Jensen's Inequality as an Intuition Tool (2021)

(blog.moontower.ai)

95 points | by sebg 124 days ago

7 comments

  • raziel2701 121 days ago
    I have no idea what Jensen's inequality means.

    Goes to wikipedia

    "In mathematics, Jensen's inequality, named after the Danish mathematician Johan Jensen, relates the value of a convex function of an integral to the integral of the convex function. It was proved by Jensen in 1906,[1] building on an earlier proof of the same inequality for doubly-differentiable functions by Otto Hölder in 1889.[2] Given its generality, the inequality appears in many forms depending on the context, some of which are presented below. In its simplest form the inequality states that the convex transformation of a mean is less than or equal to the mean applied after convex transformation; it is a simple corollary that the opposite is true of concave transformations"

    I still have no idea what it means.

    • programjames 121 days ago
      A convex function is open to the top, like this:

        \      /
         \    /
          \  /
           \/
      
      If you connect any two points, it lies outside the curve. Which is basically the intuition for Jensen's inequality: if you go partway between two points it's above the curve, so the weighted average of the curve at those two points is bigger than the curve at their weighted average.
    • kxyvr 121 days ago
      A convex function is a function that is bowl shaped such a parabola, `x^2`. If you take two points and connect them with a straight line, then Jensen's inequality tells you that the function lies below this straight line. Basically, `f(cx+(1-c)y) <= c f(x) + (1-c) f(y)` for `0<=c<=1`. The expression `cx+(1-c)y` provides a way to move between a point `x` and a point `y`. The expression on the left of the inequality is the evaluation of the function along this line. The expression on the right is the straight line connecting the two points.

      There are a bunch of generalizations to this. It works for any convex combination of points. A convex combination of points is a weighted sum of points where the weights are positive and add to 1. If one is careful, eventually this can become an infinite convex combination of points, which means that the inequality holds with integrals.

      In my opinion, the wiki article is not well written.

    • Ey7NFZ3P0nzAe 121 days ago
      I can recommend this awesome 6min youtube video by the channel Mutual Information : https://www.youtube.com/watch?v=u0_X2hX6DWE
    • belter 121 days ago
      An algorithm for fair distribution of GPU's :-)
  • lupire 121 days ago
    Jensen's inequality says that the average value of a function is biased toward the value where the derivative is closer to 0. That's where moving away from a sample point has the least impact on the output.

    It applies in scenarios that are "convex", which means that the derivative is monotonically increasing or decreasing, so "closer to 0" is a consistent direction.

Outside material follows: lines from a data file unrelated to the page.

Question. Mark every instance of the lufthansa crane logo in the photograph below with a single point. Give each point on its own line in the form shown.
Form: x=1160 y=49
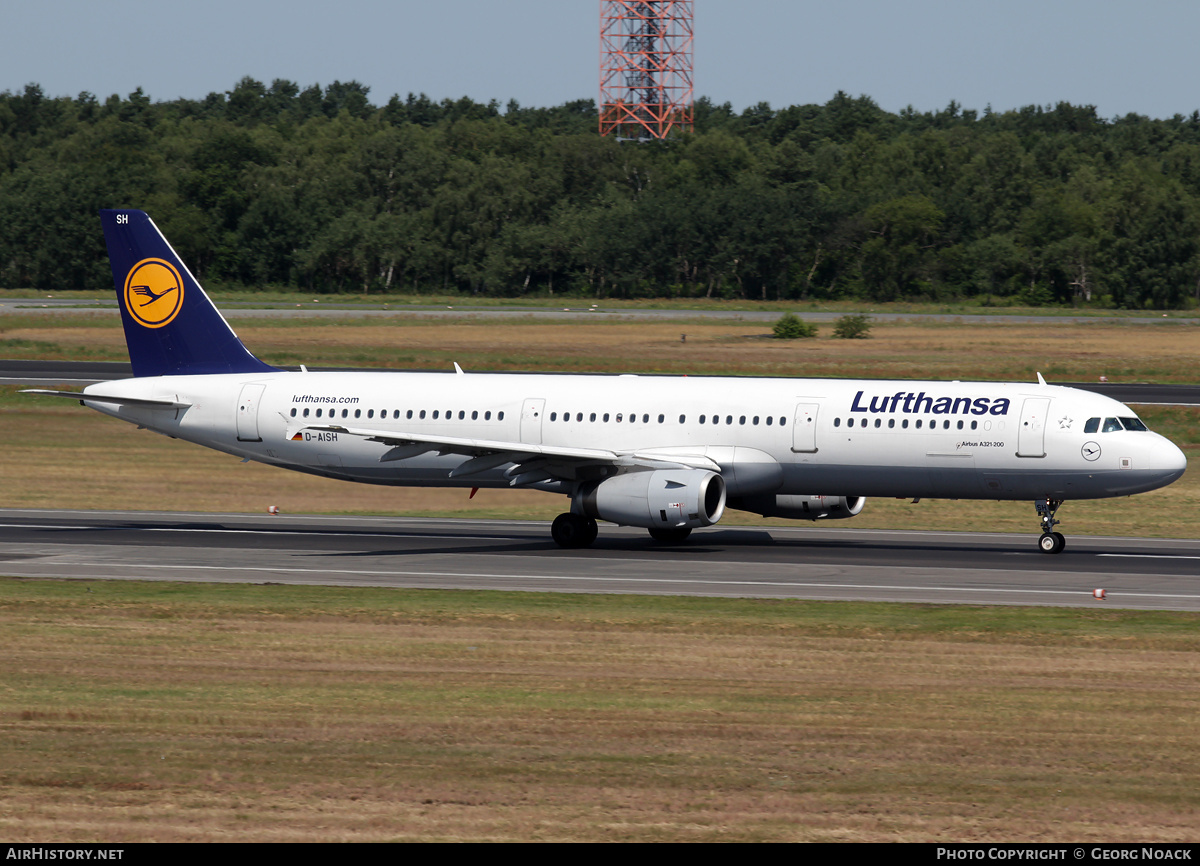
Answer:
x=154 y=293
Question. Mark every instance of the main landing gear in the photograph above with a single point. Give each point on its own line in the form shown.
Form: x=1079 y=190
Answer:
x=574 y=530
x=1050 y=540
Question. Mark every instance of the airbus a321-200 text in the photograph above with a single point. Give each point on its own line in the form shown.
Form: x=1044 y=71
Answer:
x=666 y=453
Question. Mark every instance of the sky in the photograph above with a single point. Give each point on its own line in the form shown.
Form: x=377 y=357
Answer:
x=1120 y=55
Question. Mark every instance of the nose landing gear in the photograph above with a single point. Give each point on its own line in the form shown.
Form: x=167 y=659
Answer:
x=1050 y=540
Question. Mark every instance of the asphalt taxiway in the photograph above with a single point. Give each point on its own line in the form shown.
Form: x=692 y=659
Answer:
x=820 y=563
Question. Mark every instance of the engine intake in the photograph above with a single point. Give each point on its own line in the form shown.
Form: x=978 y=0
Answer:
x=802 y=507
x=658 y=498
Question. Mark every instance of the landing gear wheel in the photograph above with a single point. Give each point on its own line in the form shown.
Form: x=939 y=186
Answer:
x=574 y=530
x=671 y=536
x=1051 y=542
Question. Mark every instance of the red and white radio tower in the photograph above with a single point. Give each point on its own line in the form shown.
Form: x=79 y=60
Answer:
x=646 y=48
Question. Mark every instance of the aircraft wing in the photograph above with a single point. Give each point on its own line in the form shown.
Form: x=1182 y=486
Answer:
x=101 y=398
x=531 y=463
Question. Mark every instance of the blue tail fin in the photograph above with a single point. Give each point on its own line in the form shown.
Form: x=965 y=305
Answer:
x=171 y=325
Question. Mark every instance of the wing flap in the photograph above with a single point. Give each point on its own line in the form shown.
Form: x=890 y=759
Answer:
x=491 y=453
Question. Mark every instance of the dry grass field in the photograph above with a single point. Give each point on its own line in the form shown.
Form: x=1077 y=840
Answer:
x=1151 y=350
x=205 y=713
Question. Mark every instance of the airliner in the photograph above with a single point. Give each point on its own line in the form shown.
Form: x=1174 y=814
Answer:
x=661 y=452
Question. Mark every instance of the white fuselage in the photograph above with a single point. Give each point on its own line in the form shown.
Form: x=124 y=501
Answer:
x=865 y=438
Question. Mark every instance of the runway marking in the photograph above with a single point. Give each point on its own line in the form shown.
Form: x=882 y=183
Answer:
x=731 y=582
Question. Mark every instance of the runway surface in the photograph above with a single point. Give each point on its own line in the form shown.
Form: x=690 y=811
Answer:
x=819 y=563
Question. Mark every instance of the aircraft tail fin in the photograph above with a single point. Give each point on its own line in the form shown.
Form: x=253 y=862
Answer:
x=171 y=325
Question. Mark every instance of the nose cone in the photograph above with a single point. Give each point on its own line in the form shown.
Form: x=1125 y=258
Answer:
x=1169 y=459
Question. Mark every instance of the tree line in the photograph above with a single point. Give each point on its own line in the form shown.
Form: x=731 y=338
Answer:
x=319 y=190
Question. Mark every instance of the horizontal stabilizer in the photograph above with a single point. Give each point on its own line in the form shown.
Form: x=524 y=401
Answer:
x=101 y=398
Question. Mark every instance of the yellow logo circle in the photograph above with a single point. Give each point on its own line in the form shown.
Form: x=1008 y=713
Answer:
x=154 y=293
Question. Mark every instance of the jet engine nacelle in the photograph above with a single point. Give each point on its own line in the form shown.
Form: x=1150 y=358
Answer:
x=802 y=507
x=655 y=498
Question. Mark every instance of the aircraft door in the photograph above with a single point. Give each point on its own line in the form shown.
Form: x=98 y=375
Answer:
x=531 y=420
x=1031 y=435
x=804 y=428
x=247 y=413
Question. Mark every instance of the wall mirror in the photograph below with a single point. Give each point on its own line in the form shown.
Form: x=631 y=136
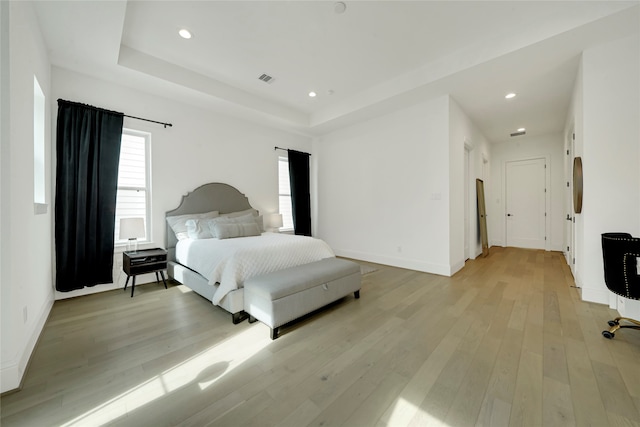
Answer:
x=577 y=184
x=482 y=217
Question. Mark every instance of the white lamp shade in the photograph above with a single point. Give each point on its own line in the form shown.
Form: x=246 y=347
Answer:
x=131 y=228
x=275 y=220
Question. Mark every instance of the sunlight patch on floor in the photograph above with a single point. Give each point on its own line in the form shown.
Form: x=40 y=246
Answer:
x=205 y=368
x=184 y=289
x=406 y=413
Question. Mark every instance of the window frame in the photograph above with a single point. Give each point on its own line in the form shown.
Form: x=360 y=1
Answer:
x=284 y=228
x=122 y=244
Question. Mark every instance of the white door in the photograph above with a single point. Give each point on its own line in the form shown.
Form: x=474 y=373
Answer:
x=526 y=203
x=569 y=223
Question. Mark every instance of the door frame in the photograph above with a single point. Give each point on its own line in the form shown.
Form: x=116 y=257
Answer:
x=547 y=197
x=570 y=229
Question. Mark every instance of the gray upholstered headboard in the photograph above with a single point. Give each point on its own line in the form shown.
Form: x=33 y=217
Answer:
x=206 y=198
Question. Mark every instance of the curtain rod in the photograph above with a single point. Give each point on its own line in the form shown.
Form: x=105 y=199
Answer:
x=286 y=149
x=149 y=120
x=116 y=112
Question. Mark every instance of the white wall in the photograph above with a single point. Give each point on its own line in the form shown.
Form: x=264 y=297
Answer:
x=610 y=152
x=462 y=131
x=201 y=147
x=26 y=257
x=383 y=188
x=545 y=146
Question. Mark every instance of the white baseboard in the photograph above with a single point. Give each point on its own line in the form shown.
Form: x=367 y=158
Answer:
x=11 y=374
x=600 y=296
x=408 y=263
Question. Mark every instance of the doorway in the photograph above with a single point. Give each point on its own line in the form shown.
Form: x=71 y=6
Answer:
x=570 y=139
x=526 y=201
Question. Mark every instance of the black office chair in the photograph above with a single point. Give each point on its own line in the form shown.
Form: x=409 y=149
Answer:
x=620 y=252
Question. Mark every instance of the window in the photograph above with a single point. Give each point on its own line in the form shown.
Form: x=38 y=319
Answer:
x=134 y=192
x=38 y=143
x=284 y=193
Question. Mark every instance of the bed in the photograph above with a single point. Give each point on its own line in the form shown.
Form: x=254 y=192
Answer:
x=216 y=268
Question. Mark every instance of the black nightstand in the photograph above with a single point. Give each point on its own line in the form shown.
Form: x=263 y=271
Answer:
x=144 y=261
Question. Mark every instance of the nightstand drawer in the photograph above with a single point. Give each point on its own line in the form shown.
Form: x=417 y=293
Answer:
x=144 y=261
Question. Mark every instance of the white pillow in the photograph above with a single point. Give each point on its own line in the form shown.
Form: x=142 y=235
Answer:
x=198 y=229
x=179 y=223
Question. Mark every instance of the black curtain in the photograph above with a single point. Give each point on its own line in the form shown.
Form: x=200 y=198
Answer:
x=88 y=154
x=300 y=197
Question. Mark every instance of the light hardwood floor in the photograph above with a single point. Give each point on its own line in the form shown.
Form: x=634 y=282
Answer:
x=506 y=341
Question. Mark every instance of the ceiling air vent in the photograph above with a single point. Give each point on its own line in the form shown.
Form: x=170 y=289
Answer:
x=266 y=78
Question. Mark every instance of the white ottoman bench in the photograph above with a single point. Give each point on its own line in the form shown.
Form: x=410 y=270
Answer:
x=282 y=296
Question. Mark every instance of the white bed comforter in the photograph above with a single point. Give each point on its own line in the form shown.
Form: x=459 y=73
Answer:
x=230 y=262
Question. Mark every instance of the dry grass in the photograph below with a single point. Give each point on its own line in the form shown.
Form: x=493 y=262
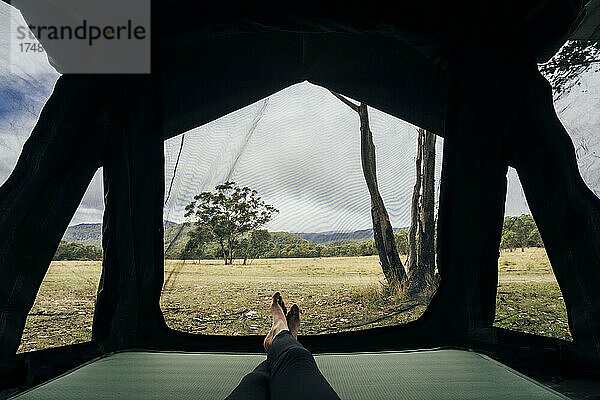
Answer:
x=333 y=293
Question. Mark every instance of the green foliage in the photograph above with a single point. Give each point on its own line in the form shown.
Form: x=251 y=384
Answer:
x=225 y=216
x=264 y=244
x=565 y=68
x=520 y=232
x=77 y=251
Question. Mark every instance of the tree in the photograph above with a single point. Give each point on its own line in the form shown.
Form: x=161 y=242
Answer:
x=567 y=65
x=197 y=241
x=228 y=213
x=421 y=235
x=257 y=243
x=383 y=233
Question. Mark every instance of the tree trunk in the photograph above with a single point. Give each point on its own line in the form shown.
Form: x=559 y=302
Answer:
x=383 y=233
x=247 y=248
x=425 y=266
x=230 y=251
x=382 y=228
x=414 y=210
x=223 y=251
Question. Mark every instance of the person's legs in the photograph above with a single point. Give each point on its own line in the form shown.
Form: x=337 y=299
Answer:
x=254 y=386
x=294 y=374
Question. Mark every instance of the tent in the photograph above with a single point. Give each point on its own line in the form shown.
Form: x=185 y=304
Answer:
x=447 y=67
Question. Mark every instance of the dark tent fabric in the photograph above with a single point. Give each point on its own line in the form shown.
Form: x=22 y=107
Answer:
x=444 y=66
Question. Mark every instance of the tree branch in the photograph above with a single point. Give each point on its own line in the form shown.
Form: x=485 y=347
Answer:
x=345 y=101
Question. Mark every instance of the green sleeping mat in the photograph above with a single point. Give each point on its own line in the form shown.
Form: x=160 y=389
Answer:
x=432 y=374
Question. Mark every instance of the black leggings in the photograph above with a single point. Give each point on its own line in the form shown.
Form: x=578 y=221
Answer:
x=289 y=372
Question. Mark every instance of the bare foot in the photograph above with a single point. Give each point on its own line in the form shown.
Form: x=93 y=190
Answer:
x=293 y=319
x=279 y=321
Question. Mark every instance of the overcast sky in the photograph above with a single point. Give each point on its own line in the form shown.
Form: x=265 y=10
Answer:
x=299 y=148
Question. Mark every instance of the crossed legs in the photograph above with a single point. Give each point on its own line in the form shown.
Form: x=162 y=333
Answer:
x=290 y=371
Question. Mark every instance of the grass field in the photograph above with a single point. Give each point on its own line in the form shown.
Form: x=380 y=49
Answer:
x=333 y=293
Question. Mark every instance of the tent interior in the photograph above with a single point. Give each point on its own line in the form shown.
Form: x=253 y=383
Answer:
x=473 y=74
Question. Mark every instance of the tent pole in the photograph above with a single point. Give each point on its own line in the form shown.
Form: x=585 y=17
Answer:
x=565 y=210
x=471 y=210
x=42 y=193
x=127 y=309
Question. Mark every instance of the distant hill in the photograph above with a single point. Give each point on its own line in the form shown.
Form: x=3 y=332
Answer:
x=341 y=237
x=87 y=234
x=176 y=236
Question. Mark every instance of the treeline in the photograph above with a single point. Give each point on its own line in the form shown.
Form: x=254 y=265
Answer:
x=288 y=245
x=517 y=232
x=520 y=232
x=77 y=252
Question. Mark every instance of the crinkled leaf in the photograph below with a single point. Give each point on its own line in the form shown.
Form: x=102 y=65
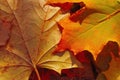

    • blackeyeblitzar 121 days ago
      Isn’t this just saying things seek a local minima (or maxima)?
  • fn-mote 121 days ago
    I would have spent longer on this article but it did not define Jensen’s inequality before I got frustrated.

    I skimmed several section looking for it. :(

    • daveguy 121 days ago
      There is a problem with the organization. At least one of the explanatory paragraphs in "2" of the table of contents should come before "why I find it interesting".

      Definitely recommend reading a little of this first:

      https://en.m.wikipedia.org/wiki/Jensen%27s_inequality

      (Could just provide a link to it near the beginning of the article for reference.)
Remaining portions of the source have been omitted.